Il Parlamento ha approvato martedì nuove misure per incoraggiare le grandi aziende europee a focalizzarsi sui risultati di lungo termine. Queste misure introducono il potere per gli azionisti di votare sulla politica di remunerazione dei direttori e faciliteranno l’identificazione degli azionisti da parte delle compagnie.

Il relatore Sergio Gaetano Cofferati (S&D, IT) ha dichiarato che “l’accordo sulla direttiva per i diritti degli azionisti approvata oggi dalla plenaria del PE è molto positivo. Le misure concordate aiuteranno a spingere gli investimenti verso un approccio orientato a più lungo termine e assicureranno maggiore trasparenza per le società quotate e per gli investitori.”

La risoluzione è stata approvata con 646 voti in favore, 39 voti contrari e 13 astensioni.

“Voce in capitolo” degli azionisti sulle remunerazioni – Le nuove regole, frutto di un accordo informale già raggiunto da Parlamento e Consiglio nel dicembre 2016, daranno agli azionisti il potere di votare sulla politica aziendale per la remunerazione dei direttori d’azienda, rendendo quindi possibile vincolare maggiormente lo stipendio ai risultati aziendali sul lungo termine.

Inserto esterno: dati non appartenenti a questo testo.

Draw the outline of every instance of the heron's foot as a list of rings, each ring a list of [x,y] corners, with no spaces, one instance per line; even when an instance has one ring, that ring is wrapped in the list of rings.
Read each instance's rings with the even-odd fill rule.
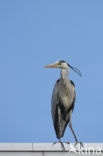
[[[59,141],[59,143],[61,144],[61,147],[62,147],[63,151],[65,151],[65,147],[64,147],[63,142]]]
[[[66,144],[68,144],[68,145],[70,144],[70,142],[64,142],[64,143],[66,143]]]
[[[77,144],[80,144],[80,148],[84,147],[83,143],[82,142],[79,142],[79,141],[76,141],[75,145],[76,146]]]
[[[57,144],[57,143],[60,143],[62,149],[65,150],[64,144],[63,144],[63,142],[61,142],[61,140],[59,140],[59,142],[53,142],[53,145],[55,145],[55,144]]]

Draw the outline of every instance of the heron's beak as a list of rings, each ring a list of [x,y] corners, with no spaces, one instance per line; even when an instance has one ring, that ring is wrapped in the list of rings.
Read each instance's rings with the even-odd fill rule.
[[[45,68],[58,68],[58,63],[45,66]]]

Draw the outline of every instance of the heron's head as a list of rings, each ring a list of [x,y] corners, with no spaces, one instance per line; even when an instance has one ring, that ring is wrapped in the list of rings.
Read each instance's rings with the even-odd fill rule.
[[[61,68],[61,69],[68,69],[68,64],[64,61],[56,61],[54,64],[47,65],[45,68]]]
[[[66,61],[64,61],[64,60],[56,61],[54,64],[45,66],[45,68],[61,68],[61,69],[66,69],[66,70],[68,70],[69,67],[70,67],[72,70],[74,70],[78,75],[81,76],[81,72],[80,72],[77,68],[71,66],[70,64],[68,64],[68,63],[67,63]]]

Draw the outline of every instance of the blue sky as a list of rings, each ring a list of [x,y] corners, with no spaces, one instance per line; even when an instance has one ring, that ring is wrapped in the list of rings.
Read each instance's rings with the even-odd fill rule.
[[[76,85],[72,124],[82,142],[103,141],[103,1],[0,1],[0,142],[57,141],[51,95],[66,60]],[[74,142],[67,127],[63,141]]]

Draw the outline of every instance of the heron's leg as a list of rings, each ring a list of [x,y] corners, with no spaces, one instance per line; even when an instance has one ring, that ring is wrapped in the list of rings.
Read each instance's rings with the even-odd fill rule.
[[[63,144],[63,142],[61,141],[61,139],[59,139],[59,143],[61,144],[63,150],[65,150],[64,144]]]
[[[76,135],[75,135],[75,133],[74,133],[74,130],[73,130],[73,128],[72,128],[71,120],[69,121],[69,127],[70,127],[70,129],[71,129],[71,131],[72,131],[72,133],[73,133],[73,136],[74,136],[74,138],[75,138],[76,144],[80,143],[80,147],[83,147],[83,143],[78,141],[78,139],[77,139],[77,137],[76,137]],[[75,144],[75,145],[76,145],[76,144]]]
[[[72,131],[72,133],[73,133],[73,136],[74,136],[74,138],[75,138],[76,143],[78,143],[78,139],[77,139],[77,137],[76,137],[76,135],[75,135],[75,133],[74,133],[74,130],[73,130],[73,128],[72,128],[71,120],[69,121],[69,127],[70,127],[70,129],[71,129],[71,131]]]
[[[53,145],[57,144],[58,142],[54,142]],[[63,150],[65,150],[64,144],[61,141],[61,139],[59,139],[59,143],[61,144],[61,147],[63,148]]]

Permetteranno inoltre alle aziende di identificare più facilmente i propri azionisti, facilitando quindi il dialogo tra di loro e, allo stesso tempo, rendendo più semplice per gli azionisti esercitare i propri diritti, incluso quello di partecipare e votare nelle assemblee generali.

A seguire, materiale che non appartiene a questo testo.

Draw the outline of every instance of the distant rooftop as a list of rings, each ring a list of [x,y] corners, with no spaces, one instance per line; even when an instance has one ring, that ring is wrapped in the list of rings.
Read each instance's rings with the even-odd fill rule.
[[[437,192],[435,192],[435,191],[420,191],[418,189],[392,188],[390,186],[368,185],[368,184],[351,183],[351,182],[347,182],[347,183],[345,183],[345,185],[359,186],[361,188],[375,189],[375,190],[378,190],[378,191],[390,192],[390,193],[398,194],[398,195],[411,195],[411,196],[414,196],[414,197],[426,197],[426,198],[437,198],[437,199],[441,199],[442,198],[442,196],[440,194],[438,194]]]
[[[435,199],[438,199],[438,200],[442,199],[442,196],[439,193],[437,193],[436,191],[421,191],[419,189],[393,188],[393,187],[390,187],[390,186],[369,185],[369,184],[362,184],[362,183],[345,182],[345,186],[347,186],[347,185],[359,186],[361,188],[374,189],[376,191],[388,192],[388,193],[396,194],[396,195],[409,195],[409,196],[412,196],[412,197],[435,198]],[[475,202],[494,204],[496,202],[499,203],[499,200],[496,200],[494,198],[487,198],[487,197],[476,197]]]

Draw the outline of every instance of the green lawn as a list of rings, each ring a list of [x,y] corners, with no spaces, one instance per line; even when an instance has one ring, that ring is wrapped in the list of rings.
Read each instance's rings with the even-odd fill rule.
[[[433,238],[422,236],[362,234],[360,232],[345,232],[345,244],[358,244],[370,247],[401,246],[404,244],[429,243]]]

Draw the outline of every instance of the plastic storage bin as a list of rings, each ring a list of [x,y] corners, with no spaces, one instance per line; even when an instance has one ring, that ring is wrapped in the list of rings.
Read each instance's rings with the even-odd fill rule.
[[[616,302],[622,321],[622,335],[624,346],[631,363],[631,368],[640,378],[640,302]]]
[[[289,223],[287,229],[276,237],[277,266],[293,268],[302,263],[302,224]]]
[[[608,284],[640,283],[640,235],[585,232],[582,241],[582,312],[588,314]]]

Inoltre, alcune transazioni che potrebbero recare gravi pregiudizi al futuro di un’azienda, dovranno essere comunicate pubblicamente e approvate attraverso procedure che garantiscano la protezione degli interessi delle compagnie e dei loro azionisti.

Nuovi requisiti di trasparenza – Queste norme introducono anche nuovi requisiti di trasparenza per gli investitoti istituzionali, come fondi pensionistici, compagnie di assicurazioni sulla vita e i gestori di attivi, che spesso sono azionisti importanti di compagnie europee quotate in Borsa. Agli investitori istituzionali e ai gestori di attivi sarà chiesto di comunicare pubblicamente una politica che descriva come intendano integrare la partecipazione degli azionisti nelle loro strategie d’investimento o di spiegare perché abbiano deciso di non farlo.

Inoltre, i consulenti in materia di voto che effettuano ricerche e forniscono consigli ai loro clienti su come votare nelle assemblee generali dovranno rivelare informazioni fondamentali, come le fonti delle loro informazioni o le metodologie utilizzate per le consulenze che forniscono.

Cofferati ha anche sottolineato che “grazie agli sforzi del Parlamento su questa direttiva, la Commissione europea ha inoltre proposto di presentare quanto prima una nuova proposta legislativa specifica per la trasparenza dei resoconti pubblici delle multinazionali sulla tassazione paese per paese.”